On Strange Liberation -- a play on a phrase of Martin Luther King's; he once said that the Vietnamese must have seen Americans as "strange liberators" -- trumpeter and composer Dave Douglas expands his quintet to realize a long-held ambition: to have guitarist Bill Frisell in the ranks of his group.
Douglas has once again stepped back from the precipice of his intense gaze at the musical landscape of American culture and turned his focus directly and intensely toward jazz for this set.
Along with Frisell, pianist Uri Caine, saxophonist Chris Potter, bassist James Genus, and drummer Clarence Penn join Douglas for an electric jazz outing that falls far outside the purview of "fusion." Douglas has obviously composed these works with Frisell in mind, and this is his most saturated jazz date in some time.
His playing here is front-line and full of his trademark counterpoint and atmospheric fills, as Douglas engages both the pastoral nature and the complexity of his harmonic view, making Caine a conflating bridge between the horns, guitar, and rhythm section.

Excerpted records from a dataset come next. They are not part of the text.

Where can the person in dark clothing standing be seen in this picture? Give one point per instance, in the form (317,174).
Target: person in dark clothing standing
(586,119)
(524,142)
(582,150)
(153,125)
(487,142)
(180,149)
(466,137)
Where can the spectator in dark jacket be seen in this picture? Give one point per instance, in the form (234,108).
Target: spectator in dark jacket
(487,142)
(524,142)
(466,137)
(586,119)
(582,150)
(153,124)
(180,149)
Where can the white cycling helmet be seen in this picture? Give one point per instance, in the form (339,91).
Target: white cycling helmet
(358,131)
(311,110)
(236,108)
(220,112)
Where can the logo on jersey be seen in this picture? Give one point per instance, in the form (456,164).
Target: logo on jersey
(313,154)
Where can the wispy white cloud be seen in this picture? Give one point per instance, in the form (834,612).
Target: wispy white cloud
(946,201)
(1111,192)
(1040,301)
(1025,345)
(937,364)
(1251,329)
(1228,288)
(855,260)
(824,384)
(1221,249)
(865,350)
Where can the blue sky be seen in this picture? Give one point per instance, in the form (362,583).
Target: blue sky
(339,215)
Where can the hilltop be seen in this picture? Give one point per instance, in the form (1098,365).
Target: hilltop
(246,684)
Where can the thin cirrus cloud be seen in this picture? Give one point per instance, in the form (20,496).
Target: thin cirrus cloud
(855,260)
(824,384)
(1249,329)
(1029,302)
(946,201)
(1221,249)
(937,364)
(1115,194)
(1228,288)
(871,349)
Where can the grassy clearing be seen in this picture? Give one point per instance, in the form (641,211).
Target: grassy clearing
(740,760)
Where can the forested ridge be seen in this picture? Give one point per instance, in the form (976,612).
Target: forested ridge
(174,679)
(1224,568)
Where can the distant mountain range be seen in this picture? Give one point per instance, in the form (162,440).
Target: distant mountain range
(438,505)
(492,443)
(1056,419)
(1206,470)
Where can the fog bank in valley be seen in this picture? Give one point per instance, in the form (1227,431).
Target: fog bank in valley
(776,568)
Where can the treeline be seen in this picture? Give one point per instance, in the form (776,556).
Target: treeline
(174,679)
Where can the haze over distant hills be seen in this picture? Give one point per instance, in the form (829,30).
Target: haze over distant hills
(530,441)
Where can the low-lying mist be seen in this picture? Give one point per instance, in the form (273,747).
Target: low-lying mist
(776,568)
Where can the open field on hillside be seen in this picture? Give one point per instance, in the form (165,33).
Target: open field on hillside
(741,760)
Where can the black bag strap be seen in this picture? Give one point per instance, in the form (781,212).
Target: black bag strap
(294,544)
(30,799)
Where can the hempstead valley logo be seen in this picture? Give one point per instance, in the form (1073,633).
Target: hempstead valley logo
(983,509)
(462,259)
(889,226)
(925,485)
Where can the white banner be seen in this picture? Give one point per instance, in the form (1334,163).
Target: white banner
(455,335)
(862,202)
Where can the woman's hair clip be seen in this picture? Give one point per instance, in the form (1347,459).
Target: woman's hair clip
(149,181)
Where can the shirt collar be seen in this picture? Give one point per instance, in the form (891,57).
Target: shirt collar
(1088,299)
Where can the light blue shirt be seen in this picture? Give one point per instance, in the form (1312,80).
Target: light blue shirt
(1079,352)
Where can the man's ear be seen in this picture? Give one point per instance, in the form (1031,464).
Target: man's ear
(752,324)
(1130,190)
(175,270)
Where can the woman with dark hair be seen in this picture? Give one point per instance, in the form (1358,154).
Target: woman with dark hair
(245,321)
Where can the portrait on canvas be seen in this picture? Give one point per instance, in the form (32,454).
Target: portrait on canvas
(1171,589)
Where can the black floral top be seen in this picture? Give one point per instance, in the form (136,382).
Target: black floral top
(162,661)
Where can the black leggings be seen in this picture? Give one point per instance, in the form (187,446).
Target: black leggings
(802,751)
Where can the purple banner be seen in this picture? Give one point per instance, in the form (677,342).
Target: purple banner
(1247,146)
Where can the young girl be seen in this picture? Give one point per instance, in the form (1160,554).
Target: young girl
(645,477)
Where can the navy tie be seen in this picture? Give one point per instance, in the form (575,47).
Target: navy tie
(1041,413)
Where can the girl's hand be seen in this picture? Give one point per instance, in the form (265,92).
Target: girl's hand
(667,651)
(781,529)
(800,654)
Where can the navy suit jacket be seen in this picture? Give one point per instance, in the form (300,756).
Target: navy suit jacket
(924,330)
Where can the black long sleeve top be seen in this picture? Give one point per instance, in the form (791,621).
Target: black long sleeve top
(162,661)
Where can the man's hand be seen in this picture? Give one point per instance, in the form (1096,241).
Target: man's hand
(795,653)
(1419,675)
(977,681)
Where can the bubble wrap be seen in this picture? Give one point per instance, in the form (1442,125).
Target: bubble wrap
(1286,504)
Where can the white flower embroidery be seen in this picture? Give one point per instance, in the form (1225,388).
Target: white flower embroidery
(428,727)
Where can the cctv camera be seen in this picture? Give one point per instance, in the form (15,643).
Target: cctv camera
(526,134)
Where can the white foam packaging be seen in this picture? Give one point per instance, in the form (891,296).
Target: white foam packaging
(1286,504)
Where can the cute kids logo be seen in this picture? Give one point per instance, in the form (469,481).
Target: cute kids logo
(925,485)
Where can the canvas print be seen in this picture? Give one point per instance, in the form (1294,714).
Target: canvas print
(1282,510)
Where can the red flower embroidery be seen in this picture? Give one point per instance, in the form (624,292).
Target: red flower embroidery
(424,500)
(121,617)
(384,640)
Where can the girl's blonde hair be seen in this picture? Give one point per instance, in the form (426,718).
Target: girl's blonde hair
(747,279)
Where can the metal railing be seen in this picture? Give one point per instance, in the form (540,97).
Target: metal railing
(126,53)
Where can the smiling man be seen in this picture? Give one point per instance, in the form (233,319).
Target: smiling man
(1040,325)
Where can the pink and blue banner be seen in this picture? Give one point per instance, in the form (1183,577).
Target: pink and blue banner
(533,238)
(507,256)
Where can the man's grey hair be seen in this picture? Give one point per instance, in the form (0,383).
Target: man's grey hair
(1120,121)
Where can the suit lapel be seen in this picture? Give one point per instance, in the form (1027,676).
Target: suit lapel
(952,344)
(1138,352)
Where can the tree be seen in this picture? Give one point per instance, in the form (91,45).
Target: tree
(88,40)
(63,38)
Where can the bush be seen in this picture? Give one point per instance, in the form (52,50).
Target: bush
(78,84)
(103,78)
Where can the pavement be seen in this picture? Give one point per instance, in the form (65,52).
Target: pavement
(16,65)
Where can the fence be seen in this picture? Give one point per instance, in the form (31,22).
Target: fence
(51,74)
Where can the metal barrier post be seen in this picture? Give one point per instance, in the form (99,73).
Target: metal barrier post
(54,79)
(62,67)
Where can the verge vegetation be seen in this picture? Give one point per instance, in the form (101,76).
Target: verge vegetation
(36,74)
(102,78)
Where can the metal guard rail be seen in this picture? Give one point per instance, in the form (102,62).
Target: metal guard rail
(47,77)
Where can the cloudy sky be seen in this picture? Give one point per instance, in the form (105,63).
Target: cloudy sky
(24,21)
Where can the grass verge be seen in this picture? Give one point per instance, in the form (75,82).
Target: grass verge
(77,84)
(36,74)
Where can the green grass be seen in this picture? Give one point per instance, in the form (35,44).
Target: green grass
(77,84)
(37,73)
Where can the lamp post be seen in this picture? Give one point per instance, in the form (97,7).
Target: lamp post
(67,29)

The album starts with a sparse melodic figure that borders on modalism in "A Single Sky," Frisell's microphonics holding the edges of the piece in check as Douglas and Potter weave through Caine's beautiful chord voicings in a minor progression.
The title track uses a blues framework that allows Caine to play a skeletal funk vamp on his Rhodes in order to bring Douglas and Potter into the fore as Frisell paints the backdrop deep blue until it's his turn to solo.
There are silences in the margins and they are used as an improvisational device, imposing themselves from outside on the players.
"Frisell's Dream" and "Mountains from the Train" could have been on one of Frisell's own recordings.
The latter is a mellow, pastoral soundscape with guitars played backwards and forwards and harmonics floating freely in the solo spaces that surround the melody -- a languid and unhurried line full of color, space, and texture played by the horns.
Frisell's melodicism is played inversely here, and Caine fills in the dots.
On "Frisell's Dream," an elegant jazz classicism is evoked in the head where blues, swing, and Aaron Copland's wit are on display in a knotty little melodic figure that gives way to an open-chorded Americana that is now Frisell's signature.
And on "The Jones," the funky mischief of Thelonious Monk is touched upon in the melody as Caine muscles up the middle and punches through Douglas' lines as Penn's rim shots accent the edges of the time signature.
Potter too climbs aboard the melody and Frisell once again becomes the guitarist as impressionist painter before Caine deftly wraps a knockout heavily arpeggiated solo through the entire proceeding and changes the pace.
Strange Liberation is a laid-back record in terms of its dynamics, but in its imagination and depth it is one of the high marks of Douglas' thus far prolific career.
Compositionally it is head and shoulders above most of the stuff out there, and in terms of the taste in its performance and elocution it is virtually untouchable.